İçişleri Bakanı’nın açıklamasında, grubun binaya silah zoruyla girdiği, ofis mobilyalarını kırdığı ve resmi belgeler de dahil olmak üzere binadaki belgelerin büyük bir bölümünü çaldığını ayrıca binayı ve yakındaki arabaları ateşe verdiği belirtildi. Bunların ardından, polis komuta binasına saldırmaya çalıştıkları ve burada polislerle ile karşı karşıya çatıştıkları ve bunun sonucunda polis memuru Mahmut es-Selmavi’nin hayatını kaybettiği de açıklandı. Açıklamada, Bakan kanun kaçağı olarak nitelendirdiği kişiler hakkında yasal işlem yapılacağı vurgulandı.
Suveyda’daki güvenlik güçleri, sosyal medyada, ‘direniş ve muhalefete’ düşman olan dış taraflarla birlikte şehirde huzursuzluk yaratmakla suçlandı.
Devlet binası önündeki protestoları gösteren bir videoda görüldüğü üzere, protestocular rejimin devrilmesi için sloganlar attı. Bu da, hareketin yaşam koşullarına ilişkin taleplerden, değişime yönelik siyasi talepler taşıyan bir halk ayaklanmasına dönüştüğü anlamına geliyordu.

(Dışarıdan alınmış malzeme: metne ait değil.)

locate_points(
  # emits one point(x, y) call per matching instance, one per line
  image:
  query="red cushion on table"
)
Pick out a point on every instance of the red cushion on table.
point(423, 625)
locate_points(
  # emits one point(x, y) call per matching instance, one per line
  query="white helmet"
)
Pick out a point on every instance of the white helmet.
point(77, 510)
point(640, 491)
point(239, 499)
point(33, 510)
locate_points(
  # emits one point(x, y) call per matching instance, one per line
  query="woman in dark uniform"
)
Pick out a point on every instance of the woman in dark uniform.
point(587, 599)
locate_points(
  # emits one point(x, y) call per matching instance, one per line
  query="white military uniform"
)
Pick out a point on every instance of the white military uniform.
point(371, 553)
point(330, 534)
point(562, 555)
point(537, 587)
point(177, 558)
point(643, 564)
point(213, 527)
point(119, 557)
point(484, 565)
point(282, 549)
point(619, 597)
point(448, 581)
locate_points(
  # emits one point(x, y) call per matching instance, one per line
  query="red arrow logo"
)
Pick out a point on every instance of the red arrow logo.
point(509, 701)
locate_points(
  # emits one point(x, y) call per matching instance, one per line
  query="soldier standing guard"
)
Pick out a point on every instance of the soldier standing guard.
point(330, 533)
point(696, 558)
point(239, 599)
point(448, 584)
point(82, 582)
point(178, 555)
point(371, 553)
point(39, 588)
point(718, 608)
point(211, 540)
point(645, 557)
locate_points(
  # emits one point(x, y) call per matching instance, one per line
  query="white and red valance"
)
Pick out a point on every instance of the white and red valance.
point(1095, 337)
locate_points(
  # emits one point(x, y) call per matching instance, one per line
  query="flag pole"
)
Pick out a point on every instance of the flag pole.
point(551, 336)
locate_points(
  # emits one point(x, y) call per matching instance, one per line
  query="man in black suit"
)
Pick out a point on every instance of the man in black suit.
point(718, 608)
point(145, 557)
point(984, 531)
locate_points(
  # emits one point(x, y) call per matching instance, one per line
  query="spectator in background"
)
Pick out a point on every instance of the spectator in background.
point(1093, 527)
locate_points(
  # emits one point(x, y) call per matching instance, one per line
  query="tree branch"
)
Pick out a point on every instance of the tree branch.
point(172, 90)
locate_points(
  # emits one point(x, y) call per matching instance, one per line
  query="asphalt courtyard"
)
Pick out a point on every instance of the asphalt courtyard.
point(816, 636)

Sosyal ağlarda yayılan fotoğraflar, güvenlik alarmı verildiğini ve Aram merkezinin önünde duran orta boy makineli tüfek taşıyan araçların olduğunu gösterdi. Aktivistler, şehirde sokaklar boş, dükkanlar kapalıyken temkinli bir sükunet hakim olduğunu, olayların nasıl devam edeceği beklendiğini ve bu kitlesel güvenlik konuşlandırmasının amacının, gösterilere katılmak için dışarı çıkmaya niyet eden vatandaşları tehdit etmek olduğunu belirtti.